26 December 1251: Ten year-old King Alexander III marries Henry III of England's eldest daughter, Princess Margaret in York.
26 December 1449: The first service is held at Crichton Collegiate Church, south of Edinburgh.
26 December 1780: The birth in Jedburgh of Mary Somerville, a writer with a deep understanding of many of the newly emerging fields in science, mathematics and astronomy, and the world's first "scientist".
26 and 27 December 1789: William Symington operates a paddle steamer on the Forth and Clyde Canal.
27 December 1782: The death in Edinburgh of Henry Home, Lord Kames, the philosopher, lawyer and judge who became a leading force in the Scottish Enlightenment.
27 December 1794: The birth in Edinburgh of Alexander Gordon Laing, the first European to reach Timbuktu from the north.
27 December 1904: The first performance takes place in London of J.M. Barrie's classic play Peter Pan.
28 December 1734: Rob Roy MacGregor dies at his home in Balquhidder Glen.
28 December 1879: The Tay Railway Bridge, designed by Thomas Bouch, collapses while being crossed by a train with the loss of 75 lives.
28 December 1906: The Elliot Junction rail accident takes place between Arbroath and Carnoustie with the loss of 22 lives.
29 December 1766: The birth in Glasgow of Charles Macintosh, the chemist and inventor of waterproof fabric.
29 December 1807: Orcadian Isobel Gunn gives birth to a son while posing as a man and working for The Hudson's Bay Company in Canada.
30 December 1899: The Albion Motor Car Company Ltd, later known as Albion Motors, is founded in Glasgow.
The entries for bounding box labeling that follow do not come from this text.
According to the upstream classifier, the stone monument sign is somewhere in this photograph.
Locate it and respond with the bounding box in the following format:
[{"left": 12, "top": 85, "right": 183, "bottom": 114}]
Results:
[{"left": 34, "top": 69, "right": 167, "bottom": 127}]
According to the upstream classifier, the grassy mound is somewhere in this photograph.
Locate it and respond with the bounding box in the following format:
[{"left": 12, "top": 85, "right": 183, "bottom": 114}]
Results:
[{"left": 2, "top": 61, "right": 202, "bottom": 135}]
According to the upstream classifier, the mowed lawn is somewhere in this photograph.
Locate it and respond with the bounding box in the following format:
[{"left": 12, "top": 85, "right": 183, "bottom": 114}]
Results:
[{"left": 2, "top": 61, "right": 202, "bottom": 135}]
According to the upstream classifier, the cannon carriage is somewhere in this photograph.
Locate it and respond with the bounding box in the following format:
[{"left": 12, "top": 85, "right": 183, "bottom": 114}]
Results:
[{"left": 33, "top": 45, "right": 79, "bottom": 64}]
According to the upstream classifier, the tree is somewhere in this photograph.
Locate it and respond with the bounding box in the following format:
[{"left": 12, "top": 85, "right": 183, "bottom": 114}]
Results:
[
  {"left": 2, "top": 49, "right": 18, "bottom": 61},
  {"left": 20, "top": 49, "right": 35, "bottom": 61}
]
30 December 1915: The Royal Navy cruiser HMS Natal explodes in the Cromarty Firth with the loss of at least 390 lives.
30 December 1995: Scotland's joint lowest temperature, of -27.2°C, is recorded at Altnaharra in Sutherland.
31 December: Hogmanay is celebrated in Scotland.
31 December 1720: Prince James, now living in what later becomes Italy, has a son, Charles Edward Stuart, or "Bonnie Prince Charlie".
31 December 1830: The birth in Kilmarnock of Alexander Smith, a Scottish poet who is best remembered for some of the prose he wrote.
31 December 1929: A fire in the Glen Cinema in Paisley causes the deaths of 71 children, and injures many more.